Cost of Broken Rules

Question:

My son's school counselor has suggested that we praise
him for good behavior and give him consequences when
he breaks rules. I've heard this plenty of times, but how
do I know what kind of consequences is best and when
to give it?

Answer:

Every parent struggles with these questions at some
time or another. With an endless list of positive and
negative consequences to choose from, it's
understandable that some parents feel overwhelmed
when faced with finding solutions for changing their
child's behaviors.
First, know your child's personality and age. Not every
consequence works for every child at every age. I f you
are still parenting your 15 year-old like a 5 year-old, you
may become very frustrated. Preschool children respond
best to immediate consequences such as time-out while
older school-age children and teenagers respond well to
consequence delays such as removing privileges.
Strong-willed kids or children with behavior disorders
tend to need more frequent, consistent consequences
than easy-going, compliant children.

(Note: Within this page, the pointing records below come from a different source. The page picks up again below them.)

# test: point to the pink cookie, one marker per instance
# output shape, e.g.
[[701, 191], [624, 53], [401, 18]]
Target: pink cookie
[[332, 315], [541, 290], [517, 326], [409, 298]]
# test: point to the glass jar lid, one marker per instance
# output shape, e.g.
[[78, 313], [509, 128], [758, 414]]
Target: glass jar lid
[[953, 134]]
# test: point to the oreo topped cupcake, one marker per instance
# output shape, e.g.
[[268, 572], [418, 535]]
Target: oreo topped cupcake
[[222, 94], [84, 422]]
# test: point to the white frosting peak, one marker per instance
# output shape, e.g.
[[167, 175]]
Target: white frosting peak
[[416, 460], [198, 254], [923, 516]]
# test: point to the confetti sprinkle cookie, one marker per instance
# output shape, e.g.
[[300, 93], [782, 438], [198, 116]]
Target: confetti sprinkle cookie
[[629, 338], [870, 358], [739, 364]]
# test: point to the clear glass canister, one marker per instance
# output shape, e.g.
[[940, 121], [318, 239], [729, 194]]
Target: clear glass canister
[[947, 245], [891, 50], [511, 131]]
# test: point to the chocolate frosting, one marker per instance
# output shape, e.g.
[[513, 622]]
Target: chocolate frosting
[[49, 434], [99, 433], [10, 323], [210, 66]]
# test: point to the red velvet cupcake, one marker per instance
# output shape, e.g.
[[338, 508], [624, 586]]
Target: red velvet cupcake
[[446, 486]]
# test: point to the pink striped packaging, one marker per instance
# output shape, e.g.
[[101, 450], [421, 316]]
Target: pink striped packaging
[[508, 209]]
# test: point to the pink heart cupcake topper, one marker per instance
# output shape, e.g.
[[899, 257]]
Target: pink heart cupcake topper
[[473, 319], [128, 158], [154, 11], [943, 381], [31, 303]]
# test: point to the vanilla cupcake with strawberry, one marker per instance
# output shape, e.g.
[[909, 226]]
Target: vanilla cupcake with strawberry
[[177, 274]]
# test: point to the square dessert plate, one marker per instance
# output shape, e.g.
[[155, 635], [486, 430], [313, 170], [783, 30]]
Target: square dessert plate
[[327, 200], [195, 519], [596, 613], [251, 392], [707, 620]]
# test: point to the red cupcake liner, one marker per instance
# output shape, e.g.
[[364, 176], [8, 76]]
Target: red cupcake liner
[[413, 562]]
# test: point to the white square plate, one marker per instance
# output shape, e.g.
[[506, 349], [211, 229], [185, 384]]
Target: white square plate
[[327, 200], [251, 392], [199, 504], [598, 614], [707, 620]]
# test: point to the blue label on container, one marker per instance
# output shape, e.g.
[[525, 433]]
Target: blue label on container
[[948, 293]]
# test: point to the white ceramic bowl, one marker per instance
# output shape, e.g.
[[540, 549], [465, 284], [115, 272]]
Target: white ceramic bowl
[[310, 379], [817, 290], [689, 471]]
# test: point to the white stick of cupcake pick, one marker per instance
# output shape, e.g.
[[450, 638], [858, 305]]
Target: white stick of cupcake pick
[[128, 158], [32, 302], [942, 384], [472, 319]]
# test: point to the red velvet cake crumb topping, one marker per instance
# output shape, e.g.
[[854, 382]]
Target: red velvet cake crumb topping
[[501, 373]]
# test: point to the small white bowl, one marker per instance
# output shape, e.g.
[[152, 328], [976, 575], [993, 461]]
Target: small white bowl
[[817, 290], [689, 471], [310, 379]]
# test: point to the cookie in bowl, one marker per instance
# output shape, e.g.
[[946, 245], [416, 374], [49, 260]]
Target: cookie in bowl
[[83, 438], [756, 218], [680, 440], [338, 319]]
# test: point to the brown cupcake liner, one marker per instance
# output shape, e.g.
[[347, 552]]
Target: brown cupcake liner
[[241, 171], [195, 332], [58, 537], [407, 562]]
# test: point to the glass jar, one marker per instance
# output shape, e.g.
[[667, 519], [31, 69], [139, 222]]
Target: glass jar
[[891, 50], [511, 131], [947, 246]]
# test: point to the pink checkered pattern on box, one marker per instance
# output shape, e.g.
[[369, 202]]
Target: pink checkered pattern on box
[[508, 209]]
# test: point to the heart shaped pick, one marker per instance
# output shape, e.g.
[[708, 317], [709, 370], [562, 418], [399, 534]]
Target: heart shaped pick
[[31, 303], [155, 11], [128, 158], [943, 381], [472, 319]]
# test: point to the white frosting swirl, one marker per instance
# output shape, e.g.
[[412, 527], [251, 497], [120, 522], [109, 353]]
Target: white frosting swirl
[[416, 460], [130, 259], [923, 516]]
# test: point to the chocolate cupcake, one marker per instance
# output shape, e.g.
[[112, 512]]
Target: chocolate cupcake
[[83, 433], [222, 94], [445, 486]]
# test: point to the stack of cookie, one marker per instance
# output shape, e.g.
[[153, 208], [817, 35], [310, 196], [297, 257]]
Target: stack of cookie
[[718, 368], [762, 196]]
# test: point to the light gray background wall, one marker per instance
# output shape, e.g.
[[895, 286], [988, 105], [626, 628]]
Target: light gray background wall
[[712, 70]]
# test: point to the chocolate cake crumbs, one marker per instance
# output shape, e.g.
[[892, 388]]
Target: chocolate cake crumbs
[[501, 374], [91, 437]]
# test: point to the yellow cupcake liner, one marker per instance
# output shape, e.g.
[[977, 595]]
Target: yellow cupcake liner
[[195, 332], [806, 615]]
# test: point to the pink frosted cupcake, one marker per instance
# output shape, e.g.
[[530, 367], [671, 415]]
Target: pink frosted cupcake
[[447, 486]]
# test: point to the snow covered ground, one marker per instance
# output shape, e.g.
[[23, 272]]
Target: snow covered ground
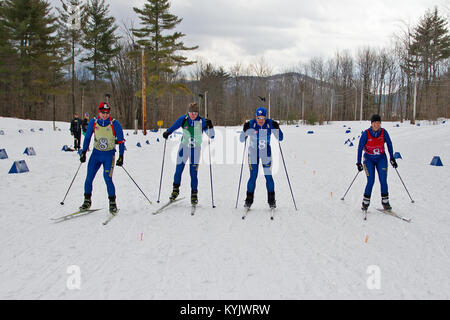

In addition, know
your child well enough to determine what is going to be
positive and negative for him or her. One child's
restriction from Nintendo is another child's removal of
phone privileges.
Second, know how to use the consequences correctly.
Many times parents administer consequences
incorrectly. Spanking, time-out, and behavior charts can
all be misused and result in little or no change in a
child's behavior. Be prepared to find out HOW to give
the consequence which will involve practice and
patience as you strengthen your skill and knowledge.
Children learn best through repetition and experience
but this is true for us parents as well.
Third, know that it takes time. Have you ever heard a
parent say, "oh, that doesn't work with my child" after
using a positive or negative consequence for only a few
days? Believe it or not, most kids are not convinced
enough to change a behavior until they receive a
consequence consistently or MOST OF THE TIME. Many
parents want to see a change in behavior immediately.
A more reasonable way of thinking is to ask yourself,
"Am I seeing less (or more) of this behavior than I was
2 weeks ago? 1 month ago?" In changing child
behavior, consistency will usually yield results if the
consequence is used correctly.
Finally, accept that changing child behavior is a
commitment that takes time, effort, and information.

Answered by: Dr. Susan Bryant, Ph.D.